Search code examples
vectorfilterclojuresetlisp

Why exactly is filtering using a set more performant than filtering using a vector?


After some researching, I was recently able to dramatically improve the performance of some code by using a set to compare rather than a vector. Here is a simple example of the initial code:

(def target-ids ["a" "b" "c"])

(def maps-to-search-through 
  [{"id": "a" "value": "example"} 
   {"id": "e" "value": "example-2"}])

(filter (fn [i] (some #(= (:id i) %) target-ids)) maps-to-search-through)

And here is the optimised code:

(def target-ids #{"a" "b" "c"})

(def maps-to-search-through
  [{"id": "a" "value": "example"} 
   {"id": "e" "value": "example-2"}])

(filter (comp target-ids :id) maps-to-search-through)

For reference, target-ids and maps-to-search-through are both generated dynamically, and can contain thousands of values each -- although maps-to-search-through will always be at least 5x larger than target-ids.

All advice and documentation I found online suggested this improvement, specifically using a set instead of a vector, would be significantly faster, but didn't elaborate on why that is. I understand that in the initial case, filter is doing a lot of work - iterating through both vectors on every step.
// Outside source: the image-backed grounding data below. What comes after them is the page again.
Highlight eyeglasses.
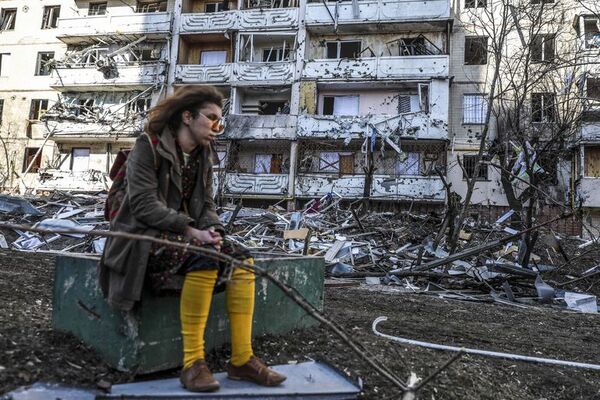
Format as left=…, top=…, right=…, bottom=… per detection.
left=199, top=112, right=225, bottom=134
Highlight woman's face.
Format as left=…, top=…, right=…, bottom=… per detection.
left=186, top=103, right=223, bottom=148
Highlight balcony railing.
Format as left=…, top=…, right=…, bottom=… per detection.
left=303, top=56, right=449, bottom=80
left=296, top=173, right=445, bottom=201
left=298, top=113, right=448, bottom=140
left=224, top=173, right=289, bottom=195
left=51, top=64, right=166, bottom=90
left=44, top=120, right=142, bottom=138
left=578, top=177, right=600, bottom=207
left=57, top=13, right=171, bottom=40
left=305, top=0, right=451, bottom=28
left=582, top=122, right=600, bottom=141
left=223, top=115, right=297, bottom=139
left=180, top=8, right=298, bottom=33
left=176, top=61, right=295, bottom=84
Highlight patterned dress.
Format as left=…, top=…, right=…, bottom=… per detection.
left=146, top=146, right=250, bottom=294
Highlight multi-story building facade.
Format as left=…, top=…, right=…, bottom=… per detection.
left=0, top=0, right=598, bottom=230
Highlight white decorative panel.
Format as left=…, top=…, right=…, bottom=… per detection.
left=233, top=62, right=294, bottom=83
left=296, top=175, right=364, bottom=197
left=52, top=64, right=165, bottom=89
left=225, top=173, right=288, bottom=195
left=180, top=12, right=237, bottom=33
left=176, top=64, right=233, bottom=83
left=372, top=176, right=445, bottom=201
left=57, top=13, right=171, bottom=37
left=238, top=8, right=299, bottom=29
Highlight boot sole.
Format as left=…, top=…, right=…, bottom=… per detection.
left=181, top=382, right=220, bottom=392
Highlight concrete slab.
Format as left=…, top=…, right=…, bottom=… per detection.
left=99, top=361, right=360, bottom=399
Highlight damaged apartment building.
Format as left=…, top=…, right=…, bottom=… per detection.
left=0, top=0, right=599, bottom=220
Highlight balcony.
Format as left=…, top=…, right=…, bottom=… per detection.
left=298, top=114, right=448, bottom=140
left=224, top=173, right=289, bottom=196
left=223, top=115, right=297, bottom=139
left=180, top=8, right=298, bottom=34
left=56, top=13, right=171, bottom=43
left=582, top=122, right=600, bottom=142
left=176, top=61, right=294, bottom=84
left=296, top=173, right=445, bottom=201
left=305, top=0, right=451, bottom=33
left=303, top=56, right=448, bottom=81
left=51, top=64, right=166, bottom=91
left=578, top=177, right=600, bottom=208
left=37, top=169, right=107, bottom=192
left=44, top=121, right=142, bottom=140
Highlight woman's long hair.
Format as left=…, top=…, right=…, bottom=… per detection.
left=145, top=85, right=223, bottom=136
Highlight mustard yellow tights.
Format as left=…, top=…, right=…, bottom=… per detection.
left=180, top=259, right=256, bottom=369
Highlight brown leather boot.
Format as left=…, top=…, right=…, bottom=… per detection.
left=180, top=360, right=220, bottom=392
left=227, top=356, right=287, bottom=386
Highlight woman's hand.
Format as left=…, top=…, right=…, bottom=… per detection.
left=185, top=226, right=223, bottom=251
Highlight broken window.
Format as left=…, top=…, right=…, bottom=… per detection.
left=259, top=101, right=288, bottom=115
left=41, top=6, right=60, bottom=29
left=322, top=96, right=359, bottom=116
left=74, top=98, right=94, bottom=117
left=133, top=47, right=162, bottom=62
left=22, top=148, right=42, bottom=173
left=397, top=37, right=426, bottom=56
left=395, top=152, right=420, bottom=175
left=200, top=50, right=227, bottom=65
left=584, top=17, right=600, bottom=49
left=325, top=41, right=361, bottom=59
left=0, top=8, right=16, bottom=30
left=136, top=0, right=167, bottom=12
left=587, top=78, right=600, bottom=101
left=254, top=153, right=283, bottom=173
left=0, top=53, right=10, bottom=77
left=418, top=83, right=430, bottom=114
left=531, top=34, right=555, bottom=63
left=531, top=93, right=556, bottom=123
left=463, top=154, right=488, bottom=180
left=463, top=94, right=487, bottom=124
left=35, top=52, right=54, bottom=76
left=584, top=146, right=600, bottom=177
left=465, top=0, right=486, bottom=7
left=88, top=2, right=107, bottom=16
left=205, top=2, right=225, bottom=12
left=464, top=36, right=488, bottom=65
left=127, top=97, right=151, bottom=116
left=262, top=48, right=290, bottom=62
left=71, top=148, right=90, bottom=172
left=215, top=151, right=226, bottom=169
left=319, top=152, right=339, bottom=172
left=29, top=99, right=49, bottom=120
But I don't understand how that isn't the case in the improved code.

Can anyone help explain?


Solution

  • Sets are data structures that are designed to only contain unique values. Also you can use them as functions to check whether a given value is a member of the very set - just as you use your target-ids set. It basically boils down to a call of Set.contains on JVM side which uses some clever hash-based logic.

    Your first solution loops through the vector using some, so it's similar to a nested for loop which is obviously slower.